Franco Castrezzati

Chi muore alle soglie dei 100 anni, come Franco Castrezzati – storico segretario generale della FIM e poi della CISL di Brescia – vuol dire che ha avuto una salute di ferro. Lui, di ferro, ha avuto anche il carattere. Con due segni identitari che andavano molto d’accordo tra loro: la combattività e la modestia.

E’ stato partigiano, ha patito il carcere, non ha perso la fede nella libertà e nella democrazia partecipata. Con la stessa grinta, è stato sindacalista in terra lombarda quando le fabbriche erano caserme, luogo di sofferenza e di alienazione della dignità umana. Ha guidato lotte formidabili di operai ai quali ha dato il senso della realizzabilità dei sogni, dando gambe a quel “sindacato nuovo” ideato dai padri fondatori ma che fino ad allora poco camminava.

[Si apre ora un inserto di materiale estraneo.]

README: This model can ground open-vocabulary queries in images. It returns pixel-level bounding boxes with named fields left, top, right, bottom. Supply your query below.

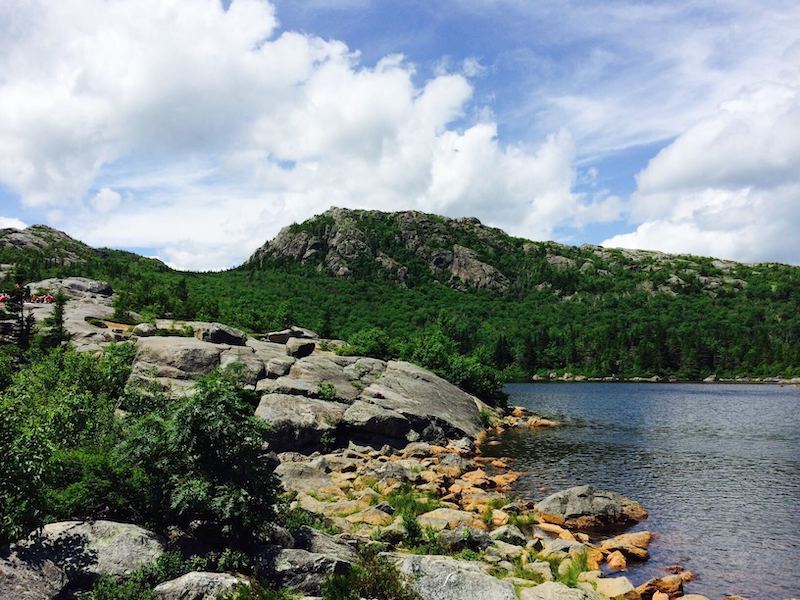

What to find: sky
left=0, top=0, right=800, bottom=270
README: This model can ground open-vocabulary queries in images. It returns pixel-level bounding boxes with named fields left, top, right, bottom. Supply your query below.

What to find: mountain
left=0, top=225, right=168, bottom=279
left=245, top=208, right=756, bottom=296
left=0, top=225, right=99, bottom=266
left=0, top=208, right=800, bottom=380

C’è voluta tutta la capacità persuasiva di Pierre Carniti per farlo desistere dal continuare in solitaria la lotta dei bresciani per un rinnovo del contratto di lavoro dei metalmeccanici nel 1966, del quale non gli piaceva la mediazione conclusiva. Normale dialettica in tempo di grandi battaglie sindacali, ma si volevano un bene matto e la riconciliazione avvenne senza parole, solo con un abbraccio.

Non si è mai allontanato dalla sua Brescia. E’ stato anche segretario nazionale Fim per un breve periodo nei primi anni Sessanta, ma senza sradicarsi dal territorio. Sindacalista di popolo, è stato molto amato da operai e attivisti. L’affetto e la stima se li è conquistati e in seguito conservati anche per la modestia con cui ha vissuto tutte le vicende sindacali, sociali e politiche che lo hanno visto come protagonista. Poteva riempirsi il petto di medaglie per quanto bene aveva fatto per i più deboli.

Invece, non se n’è fatto mai un vanto essere diventato famoso, suo malgrado, in tutta l’Italia, una mattina di maggio, il 28 del 1974. Non a caso era lui a fare il discorso principale nella grande Piazza della Loggia, quando una mano fascista fece esplodere una bomba messa in un cestino della carta, facendo 8 morti e 120 feriti. Non era soltanto il sindacalista più autorevole della città, ma anche l’uomo più apprezzato perché le sue parole non erano retorica d’occasione ma pesavano sempre di sapienza sociale e di capacità di visione futura.

Chi l’ha conosciuto può dichiararsi fortunato. Chi non lo ha conosciuto farebbe bene a raccogliere la sua memoria. L’uno e l’altro potranno trovare sempre nel suo ricordo la forza di contribuire a realizzare un mondo di fratellanza e di uguaglianza tra le persone e tra i popoli.

La Fondazione Pierre Carniti lo ricorda con affetto e gratitudine e si unisce al cordoglio dei familiari e di tutta la comunità dei metalmeccanici e cislina.